Я успокоил его уверениями, и он принялся кричать:
— Трошка! Трошка! воды! умываться, одеваться!.. И потом опять обратился ко мне:
— Ты, братец, совсем в арапа превратился от нашего чернозема… Скорей воды!
Трошка!.. Я, братец, горю нетерпением представить тебя жене моей… Поди скажи барыне, что я, дескать, сейчас приведу к ней нежданного дорогого гостя… Как я рад тебе! ты не поверишь, как рад! А знаешь ли, что мне взбрело в голову? Не послать ли за Скуляковым. Он сейчас прикатит, он тебе обрадуется — я знаю; вместе проведем время, вспомним старину…
— Я тебя только хотел просить об этом, — перебил я.
— Ну, и прекрасно!.. Трошка! Трошка! Трошка долго не являлся на крик барина.

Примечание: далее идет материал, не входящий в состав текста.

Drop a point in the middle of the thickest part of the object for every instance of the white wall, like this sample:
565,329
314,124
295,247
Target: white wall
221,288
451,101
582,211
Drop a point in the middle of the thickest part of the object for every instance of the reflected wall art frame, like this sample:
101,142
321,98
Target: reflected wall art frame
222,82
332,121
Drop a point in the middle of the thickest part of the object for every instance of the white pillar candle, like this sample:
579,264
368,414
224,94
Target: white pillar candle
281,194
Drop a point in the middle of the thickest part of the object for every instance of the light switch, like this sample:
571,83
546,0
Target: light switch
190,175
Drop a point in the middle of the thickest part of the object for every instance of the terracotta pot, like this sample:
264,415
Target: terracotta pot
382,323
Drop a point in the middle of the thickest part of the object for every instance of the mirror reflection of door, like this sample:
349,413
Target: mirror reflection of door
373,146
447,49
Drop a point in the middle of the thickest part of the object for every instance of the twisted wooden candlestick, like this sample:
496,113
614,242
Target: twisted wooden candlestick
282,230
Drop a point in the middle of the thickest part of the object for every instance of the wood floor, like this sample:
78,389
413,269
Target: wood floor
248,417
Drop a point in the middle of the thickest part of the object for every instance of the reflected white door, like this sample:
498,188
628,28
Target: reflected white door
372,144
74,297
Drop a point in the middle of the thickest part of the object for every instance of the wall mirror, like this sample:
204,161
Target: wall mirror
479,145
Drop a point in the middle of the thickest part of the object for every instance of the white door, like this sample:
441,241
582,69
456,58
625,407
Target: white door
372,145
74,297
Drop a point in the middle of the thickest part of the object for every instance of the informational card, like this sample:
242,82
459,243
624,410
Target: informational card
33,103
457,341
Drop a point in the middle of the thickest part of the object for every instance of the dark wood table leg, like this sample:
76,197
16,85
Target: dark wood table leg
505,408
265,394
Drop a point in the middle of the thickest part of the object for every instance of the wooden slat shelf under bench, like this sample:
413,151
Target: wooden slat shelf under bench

Барин начал свистать, хлопать в ладоши, стучать ногой в пол, кричать: "Эге! эй, вы!" и проч. и взбудоражил своими криками весь дом. Тогда не только Трошка, сбежалась вся дворня, тоже как будто со сна. Распоряжения о посылке экипажа за Скуляковым были сделаны. Мы умылись, оделись и отправились в гостиную. Сборная мебель в этой комнате была расставлена в умышленном беспорядке, так что почти проходу не было; на столе лежали какие-то книжки с картинками и стоял рыцарь в коротенькой кацавейке с капюшоном, с позолоченными ляжками и икрами и со вздернутыми кверху носками туфлей, державший на полке солнечную лампу; перед средним диваном разостлан был коврик, а по углам торчали какие-то засохшие растения. Во всем претензия и хвастовство при отсутствии средств, все напоказ для других, а не для себя, нигде уюта и удобства. В этом доме охватывала нового человека тоска и чувствовалось отсутствие жизни. В гостиной никого не было.
Летищев подошел к закрытой двери, которая, вероятно, вела на половину хозяйки, начал стучать в дверь и кричать:
— Душенька, душенька! я привел к тебе гостя… Слабый голос отвечал на этот крик:
— Сейчас…
В ожидании хозяйки я подошел к двери, выходившей в садик. В этом садике вместо деревьев торчали тоненькие палки с засохшими и скорчившимися на них листиками между кое-где прорывавшеюся зеленью. Против этой двери шла дорожка, усыпанная песком, упиравшаяся в некрашеный забор; а посредине ее стояла какая-то печальная фигура женщины с поднятою рукою, на пьедестале, который был закрыт цветами, повесившими головки.
Через несколько минут хозяйка дома вошла в комнату. Ей казалось на вид лет около тридцати. Черты лица ее были неправильны, но имели выражение симпатическое.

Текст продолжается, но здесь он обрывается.